Facing The Dark Side'
Getting investors to see what Cormier calls "the dark side" of retirement requires more realistic communication, he said. Such education may be the best hope to change the behavior of participants who, historically, have resisted any change at all. Right now, 87% of all plan participants never change the allocation or contribution rates set at enrollment. Moreover, today's enrollment rates, on average 80%, have remained virtually constant since 1987, he noted.
Only when investors are confronted with the impact of their decisions will they take action, he said.
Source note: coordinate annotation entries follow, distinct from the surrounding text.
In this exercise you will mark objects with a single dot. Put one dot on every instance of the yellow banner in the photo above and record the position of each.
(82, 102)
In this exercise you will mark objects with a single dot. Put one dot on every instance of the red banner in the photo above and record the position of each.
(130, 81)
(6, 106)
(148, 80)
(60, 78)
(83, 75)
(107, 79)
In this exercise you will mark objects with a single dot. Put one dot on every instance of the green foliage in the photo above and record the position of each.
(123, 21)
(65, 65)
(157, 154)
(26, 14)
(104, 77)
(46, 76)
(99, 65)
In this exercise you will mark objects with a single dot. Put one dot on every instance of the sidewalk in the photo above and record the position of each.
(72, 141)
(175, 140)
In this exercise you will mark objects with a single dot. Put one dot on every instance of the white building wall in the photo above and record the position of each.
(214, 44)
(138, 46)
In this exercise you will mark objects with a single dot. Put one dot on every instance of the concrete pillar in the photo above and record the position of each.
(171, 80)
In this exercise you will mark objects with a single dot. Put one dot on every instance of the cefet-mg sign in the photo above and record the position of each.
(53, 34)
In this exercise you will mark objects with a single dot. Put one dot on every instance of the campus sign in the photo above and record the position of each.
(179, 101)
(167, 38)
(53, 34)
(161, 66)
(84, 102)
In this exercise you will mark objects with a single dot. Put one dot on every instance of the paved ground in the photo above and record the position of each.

Creating such communication pieces means drawing on data providers have about participants' demographics.
"Education needs to apply to their behavior," he said, citing behavioral research that used images of luxurious condominiums juxtaposed with curbside cardboard boxes to show participants what the difference between putting away, say 1%, and ratcheting that up to, say 15%, could mean over time.
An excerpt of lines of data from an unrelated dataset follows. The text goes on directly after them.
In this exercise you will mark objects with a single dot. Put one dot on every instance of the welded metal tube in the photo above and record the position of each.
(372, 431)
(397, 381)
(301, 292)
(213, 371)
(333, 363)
Calls to action don't always need to be quite that dramatic. Sometimes just making that action easy works well enough. New York Life, for example, undertook a direct mail campaign targeting all plan participants of a particular company who were either not participating, or not contributing enough to take advantage of their company match. Besides the literature educating participants that they were missing out on "free money," the mailing included a post card.
In this case, the employees, who were relatively low-wage, were directed to either drop the signed post card in the mail, go online or make a call to increase their contribution.
Participation jumped from 24% to 34%, with 47% of the respondents mailing back the card, and another 50% going online.
New York Life tried the same tactic again, this time at the request of a professional services company with more tech-savvy employees. Again, 30% of participants took action, but this time 75% of those who did, did so using the Internet.
The influx of new investments more than made up for New York Life's $2 per mailing cost, but, Wong noted, had the provider done more research about the sponsor, its return on investment could have been even greater.
"Working with the sponsors is critical," said Carol Waddell, vice president and marketing director, retirement plan services, at Baltimore-based T. Rowe Price. Sponsors, she said, suffer from the same type of inertia that plagues participants, and they, too, need tough-love teaching.
A Closer Look
A sponsor with 85% or 90% participation may lead company executives to believe that their workers are far ahead of the benchmark and on their way to retirement. But if plan providers demonstrate to plan sponsors, in dollars, how much each employee has, and then shows how much more they might if they were in a target-date fund default investment, instead of the oft-elected money-market default; if they were to work three years longer; or if they were to defer a few percentage points more, the reality would be much clearer, she said.
As much as sponsors may worry what their employees are saving, they are equally concerned about what it will cost them, not only in administration fees, but in deferrals and added employee-education efforts. Plan providers must be able to provide such analysis, Wong said.
If that's not enough, sponsors should be reminded that they are, after all, fiduciaries, Cormier added.
He cited sponsors of multi-million dollar plans that cannot point to their plan's investment philosophy, that have not communicated with their ERISA attorney in years, and who accept their plan provider's annual assurance that everything is on track, that funds are performing well, and that the fees being charged to employees as enough to satisfy their own due-diligence obligations.
A recent spate of lawsuits being filed against both providers and sponsors, a movement spearheaded by Jerome J. Schlichter, a personal liability attorney and a managing partner with Schlichter, Bogard and Denton of St. Louis, will likely give sponsors just the shove they need to pay closer attention, he said.
As automatic features become more popular and sponsors become more comfortable with them, products, education and communication techniques will evolve, panelists agreed, perhaps leading to truly auto-pilot retirement savings. But that time has not yet come, and successful plan providers will be those who use the data and knowledge they have to develop continued education and communication that is resonant, relevant and easy to act on-targeting not only participants, but their sponsors. "It's an ongoing process," Wong said.